Bangsa yang besar menghargai para pahlawannya. Bangsa Indonesia pernah dipandang besar oleh bangsa lain di dunia, terutama oleh rakyat-rakyat di Asia, Afrika dan Amerika Latin, berkat perjuangannya melawan kolonialisme dan imperialisme ( mohon dicatat antara lain : revolusi 45, Konferensi Bandung, Konferensi Pengarang Asia-Afrika, Konferensi Wartawan Asia-Afrika, Ganefo, Konferensi Internasional Anti Pangkalan Militer Aaing).

Sekarang ini, negeri kita Indonesia sedang terpuruk citranya di dunia. Sekali lagi, bukan negeri yang macam beginilah yang dicita-citakan oleh ratusan ribu (bahkan mungkin jutaan) pahlawan kita, yang dalam barisan panjang dan berliku-liku telah berbondong-bondong bersedia mengorbankan diri, demi kita semua dan demi anak-cucu kita.

Dengan tekad bersama untuk menjunjung tinggi-tinggi semangat revolusioner dalam mengabdi kepada kepentingan rakyat, marilah kita sambut peringatan Hari Pahlawan !

LATAR BALAKANG HARI PAHLAWAN

Setelah kemerdekaan Indonesia diproklamasikan oleh Soekarno-Hatta 17 Agustus 1945 pasukan Jepang mulai dilucuti oleh tentara nasional dan rakyat. Proses pelucutan ini menimbulkan bentrokan-bentrokan di berbagai daerah yang cukup banyak menimbulkan korban. Inisiatif tersebut juga dilakukan karena pihak sekutu di Indonesia masih belum juga melucuti tentara Jepang.

Pihak sekutu yang telah menjatuhkan bom di kota Hiroshima dan Nagasaki di Jepang juga turut akhirnya turun ke Indonesia untuk melucuti tentara Jepang. 15 September sekutu yang diwakili oleh Inggris mendarat di Jakarta dan 25 Oktober di Surabaya dengan 6.000 serdadu dari Divisi ke-23 dengan pimpinan Brigadir Jenderal Mallaby. Namun pendaratan sekutu ini didomplengi kepentingan Belanda secara rahasia melalui NICA untuk kembali menguasai Indonesia meskipun sudah memerdekakan dirinya.

Rakyat Indonesia marah mendengar konspirasi tersebut sehingga perlawanan terhadap Inggris dan NICA tetap berlanjut yang memuncak ketika pimpinan sekutu wilayah Jawa Timur Brigadir Jenderal Mallaby terbunuh 30 Oktober di Surabaya.

Inggris dan NICA melalui Mayor Jenderal Mansergh yang menggantikan Mallaby mengultimatum rakyat Indonesia untuk menyerah sampai batas akhir tanggal 10 November pagi hari.

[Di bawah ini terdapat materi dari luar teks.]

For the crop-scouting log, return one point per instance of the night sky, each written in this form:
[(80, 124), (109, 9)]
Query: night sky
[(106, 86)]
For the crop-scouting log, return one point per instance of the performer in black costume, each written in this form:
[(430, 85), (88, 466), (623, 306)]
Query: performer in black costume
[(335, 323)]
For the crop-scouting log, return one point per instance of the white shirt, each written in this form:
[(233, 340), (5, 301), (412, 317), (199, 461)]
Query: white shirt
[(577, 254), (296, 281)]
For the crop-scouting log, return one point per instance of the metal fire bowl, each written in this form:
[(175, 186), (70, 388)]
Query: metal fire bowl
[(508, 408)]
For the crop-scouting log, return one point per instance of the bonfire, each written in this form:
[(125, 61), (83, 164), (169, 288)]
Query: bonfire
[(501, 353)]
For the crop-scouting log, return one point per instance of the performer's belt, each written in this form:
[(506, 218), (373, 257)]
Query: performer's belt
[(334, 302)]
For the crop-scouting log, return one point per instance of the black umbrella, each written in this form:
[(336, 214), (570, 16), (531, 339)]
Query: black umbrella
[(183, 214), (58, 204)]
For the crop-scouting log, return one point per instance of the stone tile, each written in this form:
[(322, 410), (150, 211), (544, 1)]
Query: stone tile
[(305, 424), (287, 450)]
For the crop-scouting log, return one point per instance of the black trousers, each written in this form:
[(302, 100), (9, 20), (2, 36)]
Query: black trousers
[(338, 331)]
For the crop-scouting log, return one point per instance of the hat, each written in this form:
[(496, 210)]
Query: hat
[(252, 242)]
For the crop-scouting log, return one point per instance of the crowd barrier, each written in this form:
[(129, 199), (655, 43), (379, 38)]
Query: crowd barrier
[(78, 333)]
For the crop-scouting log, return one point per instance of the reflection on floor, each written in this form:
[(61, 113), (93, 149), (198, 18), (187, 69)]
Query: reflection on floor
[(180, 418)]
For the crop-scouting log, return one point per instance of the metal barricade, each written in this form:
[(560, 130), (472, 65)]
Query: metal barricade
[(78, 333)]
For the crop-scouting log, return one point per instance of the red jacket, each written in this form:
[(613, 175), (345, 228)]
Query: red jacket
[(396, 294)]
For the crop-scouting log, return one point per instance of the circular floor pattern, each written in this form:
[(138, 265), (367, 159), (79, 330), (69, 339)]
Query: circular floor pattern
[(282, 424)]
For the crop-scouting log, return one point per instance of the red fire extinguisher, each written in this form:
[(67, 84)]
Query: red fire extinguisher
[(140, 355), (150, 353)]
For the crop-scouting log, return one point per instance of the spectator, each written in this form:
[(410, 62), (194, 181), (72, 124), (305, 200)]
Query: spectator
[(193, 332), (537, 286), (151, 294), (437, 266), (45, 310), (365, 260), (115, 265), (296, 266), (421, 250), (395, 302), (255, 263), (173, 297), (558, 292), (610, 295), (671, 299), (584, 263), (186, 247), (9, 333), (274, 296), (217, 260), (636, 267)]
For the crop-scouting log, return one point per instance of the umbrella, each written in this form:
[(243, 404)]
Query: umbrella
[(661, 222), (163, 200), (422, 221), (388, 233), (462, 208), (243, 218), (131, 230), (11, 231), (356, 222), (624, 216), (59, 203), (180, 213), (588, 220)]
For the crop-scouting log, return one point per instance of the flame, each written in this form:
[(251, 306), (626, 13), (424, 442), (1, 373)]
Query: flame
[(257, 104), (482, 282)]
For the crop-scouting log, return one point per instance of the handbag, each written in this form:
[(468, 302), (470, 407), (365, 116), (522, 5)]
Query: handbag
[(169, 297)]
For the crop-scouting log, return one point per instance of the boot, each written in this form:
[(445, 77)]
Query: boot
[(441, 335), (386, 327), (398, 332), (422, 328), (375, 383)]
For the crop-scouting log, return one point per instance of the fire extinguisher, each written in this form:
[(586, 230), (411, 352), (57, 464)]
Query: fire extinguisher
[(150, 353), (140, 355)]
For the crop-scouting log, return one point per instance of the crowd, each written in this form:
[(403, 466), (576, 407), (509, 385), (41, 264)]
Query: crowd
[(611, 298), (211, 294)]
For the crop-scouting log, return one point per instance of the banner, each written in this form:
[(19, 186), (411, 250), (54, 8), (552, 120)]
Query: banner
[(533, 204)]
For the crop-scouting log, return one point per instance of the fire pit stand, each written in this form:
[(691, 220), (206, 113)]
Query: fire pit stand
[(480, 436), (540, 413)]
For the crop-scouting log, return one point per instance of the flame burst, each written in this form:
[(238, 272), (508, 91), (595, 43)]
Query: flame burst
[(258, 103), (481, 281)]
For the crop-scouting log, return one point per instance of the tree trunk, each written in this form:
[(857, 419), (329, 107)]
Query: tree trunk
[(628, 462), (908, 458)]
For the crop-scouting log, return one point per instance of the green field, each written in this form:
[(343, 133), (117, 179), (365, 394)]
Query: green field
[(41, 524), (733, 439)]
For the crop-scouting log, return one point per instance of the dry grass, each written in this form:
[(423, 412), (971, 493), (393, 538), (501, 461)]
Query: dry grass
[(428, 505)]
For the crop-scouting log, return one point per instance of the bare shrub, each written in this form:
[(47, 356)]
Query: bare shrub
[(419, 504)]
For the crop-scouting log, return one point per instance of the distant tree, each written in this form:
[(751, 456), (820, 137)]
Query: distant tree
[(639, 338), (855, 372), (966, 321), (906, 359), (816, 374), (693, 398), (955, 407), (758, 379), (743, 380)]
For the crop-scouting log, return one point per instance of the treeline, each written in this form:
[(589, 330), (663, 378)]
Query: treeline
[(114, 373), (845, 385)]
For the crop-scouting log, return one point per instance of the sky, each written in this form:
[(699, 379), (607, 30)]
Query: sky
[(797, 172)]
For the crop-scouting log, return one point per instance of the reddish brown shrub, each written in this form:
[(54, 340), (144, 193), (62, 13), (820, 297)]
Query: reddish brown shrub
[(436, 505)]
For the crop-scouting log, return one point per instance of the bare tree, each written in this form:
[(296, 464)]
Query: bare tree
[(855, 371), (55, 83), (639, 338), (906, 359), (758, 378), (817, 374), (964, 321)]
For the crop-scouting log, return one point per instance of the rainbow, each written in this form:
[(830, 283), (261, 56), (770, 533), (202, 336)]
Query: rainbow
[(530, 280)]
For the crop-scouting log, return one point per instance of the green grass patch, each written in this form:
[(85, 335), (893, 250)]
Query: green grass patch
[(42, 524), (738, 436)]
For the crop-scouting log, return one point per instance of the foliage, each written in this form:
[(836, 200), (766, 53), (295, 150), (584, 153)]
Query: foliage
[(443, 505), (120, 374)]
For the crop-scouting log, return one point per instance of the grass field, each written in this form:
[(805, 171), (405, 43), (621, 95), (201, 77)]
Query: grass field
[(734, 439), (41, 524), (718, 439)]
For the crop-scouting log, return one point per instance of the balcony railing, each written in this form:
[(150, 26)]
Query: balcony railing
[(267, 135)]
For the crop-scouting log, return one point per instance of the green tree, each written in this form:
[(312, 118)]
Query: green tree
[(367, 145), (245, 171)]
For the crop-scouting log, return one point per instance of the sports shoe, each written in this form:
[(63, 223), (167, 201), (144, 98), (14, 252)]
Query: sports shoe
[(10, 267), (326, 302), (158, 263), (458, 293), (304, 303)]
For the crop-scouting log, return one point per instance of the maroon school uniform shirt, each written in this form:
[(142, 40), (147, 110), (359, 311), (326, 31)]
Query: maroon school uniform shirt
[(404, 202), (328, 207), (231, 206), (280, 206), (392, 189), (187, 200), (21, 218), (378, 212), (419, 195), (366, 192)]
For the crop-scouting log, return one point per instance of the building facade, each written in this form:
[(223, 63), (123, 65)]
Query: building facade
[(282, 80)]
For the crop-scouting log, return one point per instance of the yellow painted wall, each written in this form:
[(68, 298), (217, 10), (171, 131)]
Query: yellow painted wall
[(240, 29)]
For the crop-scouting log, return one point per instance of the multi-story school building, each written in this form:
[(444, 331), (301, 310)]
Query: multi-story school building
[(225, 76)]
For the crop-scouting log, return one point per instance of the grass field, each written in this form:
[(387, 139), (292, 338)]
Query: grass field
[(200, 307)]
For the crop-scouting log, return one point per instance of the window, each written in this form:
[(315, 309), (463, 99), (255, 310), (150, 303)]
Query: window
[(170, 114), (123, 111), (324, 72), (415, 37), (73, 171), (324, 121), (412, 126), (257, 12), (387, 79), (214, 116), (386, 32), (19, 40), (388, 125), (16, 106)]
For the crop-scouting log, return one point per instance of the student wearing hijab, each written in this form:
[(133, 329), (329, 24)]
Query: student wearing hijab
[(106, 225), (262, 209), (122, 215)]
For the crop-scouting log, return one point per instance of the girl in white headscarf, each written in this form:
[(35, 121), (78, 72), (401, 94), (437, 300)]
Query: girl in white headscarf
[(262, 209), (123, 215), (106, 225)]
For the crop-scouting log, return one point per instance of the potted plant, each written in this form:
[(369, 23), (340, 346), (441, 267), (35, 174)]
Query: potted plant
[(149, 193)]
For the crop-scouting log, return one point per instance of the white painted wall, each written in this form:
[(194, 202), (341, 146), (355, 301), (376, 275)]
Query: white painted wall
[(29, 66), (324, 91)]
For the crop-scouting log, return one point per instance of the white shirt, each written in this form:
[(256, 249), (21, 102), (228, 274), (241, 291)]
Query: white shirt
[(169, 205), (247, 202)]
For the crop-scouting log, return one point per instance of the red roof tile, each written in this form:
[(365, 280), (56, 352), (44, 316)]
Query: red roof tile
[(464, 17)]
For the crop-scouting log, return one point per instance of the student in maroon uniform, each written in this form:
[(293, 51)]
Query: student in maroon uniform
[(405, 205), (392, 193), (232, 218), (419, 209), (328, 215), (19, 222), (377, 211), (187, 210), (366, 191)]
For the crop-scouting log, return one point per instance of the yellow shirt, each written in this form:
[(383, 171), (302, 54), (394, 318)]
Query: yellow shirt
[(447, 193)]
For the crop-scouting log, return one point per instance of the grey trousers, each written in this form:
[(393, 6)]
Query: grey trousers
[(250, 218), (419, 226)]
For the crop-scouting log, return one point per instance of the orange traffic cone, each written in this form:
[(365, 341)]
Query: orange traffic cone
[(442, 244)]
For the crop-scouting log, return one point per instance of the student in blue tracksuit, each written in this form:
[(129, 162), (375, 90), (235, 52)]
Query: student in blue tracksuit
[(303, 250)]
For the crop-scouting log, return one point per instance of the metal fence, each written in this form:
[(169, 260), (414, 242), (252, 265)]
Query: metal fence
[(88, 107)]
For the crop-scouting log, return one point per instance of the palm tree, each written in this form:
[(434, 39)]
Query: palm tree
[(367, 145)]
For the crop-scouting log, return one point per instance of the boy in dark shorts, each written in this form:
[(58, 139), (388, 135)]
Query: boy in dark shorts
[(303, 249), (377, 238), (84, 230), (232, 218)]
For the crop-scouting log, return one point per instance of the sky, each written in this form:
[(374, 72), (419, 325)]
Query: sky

Namun di batas ultimatum tersebut rakyat Surabaya menjawabnya dengan meningkatkan perlawanan secara besar-besaran, salah satu pimpinan perlawanan tersebut adalah Sutomo, dikenal sebagai Bung Tomo (yang sampai saat ini belum diangkat secara resmi menjadi Pahlawan Nasional, hanya menerima penghargaan Bintang Mahaputra Utama pada tahun 1995 oleh presiden Suharto).

Perang tersebut melibatkan pasukan sekutu dengan 30.000 serdadu (26.000 didatangkan dari Divisi ke-5 dengan dilengkapi 24 tank Sherman) dan 50 pesawat tempur dan beberapa kapal perang. Inggris menduga 3 hari Surabaya bisa ditaklukan namun kenyataannya memakan satu bulan sampai akhirnya Surabaya kembali jatuh ke tangan sekutu dan NICA.

Perang ini menimbulkan perlawanan lain di semua kota seperti Jakarta, Bogor, Bandung sampai dengan aksi membakar kota 24 Maret 1946 dan Mohammad Toha meledakkan gudang amunisi Belanda, Palagan Ambarawa, Medan, Brastagi, Bangka dll. Perlawanan ini terus berlanjut baik dengan senjata maupun dengan negosiasi para pimpinan negeri seperti perjanjian Linggajati di Kuningan, perjanjian di atas kapal Renville, perjanjian Roem-Royen sampai akhirnya Belanda mengakui kedaulatan Indonesia pada Konferensi Meja Bundar di Den Haag, Belanda pada tahun 1949.

Empat tahun revolusi yang sangat bersejarah bagi bangsa Indonesia, hingga akhirnya momen 10 November dijadikan Hari Pahlawan. Dari fakta sejarah di atas bisa kita simpulkan bahwa ancaman pertama kemerdekaan Indonesia bukan hanya Belanda ingin menguasai kembali, namun sekutu yang dipimpin Amerika memiliki kepentingan tersendiri di Indonesia.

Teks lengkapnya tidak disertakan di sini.